顧客の経営課題に向き合う 営業未経験でエースにSansan 長谷川嵩さん

実際に足使い訪問

「今回は営業担当の増員に伴ってSansanを導入した」「窓口は若手で、IT(情報技術)活用の意欲が強い」。売り込みの経緯や担当者の人柄も含めて引き継ぎを怠らない。

見込み客とまず関わるのは長谷川さんら営業担当だが、その後ろにはサービスを提供するエンジニアや、市場を作るマーケティング担当者らがいる。会社というチームで動いていることを忘れない。

長谷川さんは入社4年で、従業員が200人未満の中小企業を担当するマネジャーに昇格した。見込み客を刈り込む時期か、種まきが必要か。週初にチームを集めて情報を交換し、1週間の営業活動の指示を出す。

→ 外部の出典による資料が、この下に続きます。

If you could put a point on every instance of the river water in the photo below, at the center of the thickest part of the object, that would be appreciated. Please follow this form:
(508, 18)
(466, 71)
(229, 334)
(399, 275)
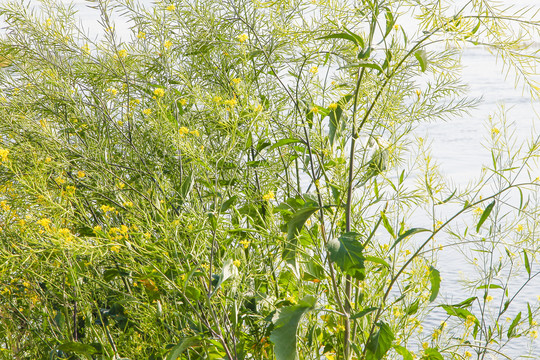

IT企業ではオフィス内で電話などを使って完結する内勤型の営業「インサイドセールス」が広がる。長谷川さんもその効果は認めつつ、現場には足を使った営業を促す。「顧客の顔を知っているか、職場の空気感をつかめているかで、相手から引き出せる情報はまるで違ってくる」と指摘する。先進的なITサービスを提供する会社でも、営業の基本姿勢は変わらない。

(駿河翼)

はせがわ・たかし
2012年に関西学院大学商学部を卒業しヤマハに入社。営業は未経験ながら、15年にSansanに入社して以来、一貫して営業畑を歩んできた。兵庫県出身。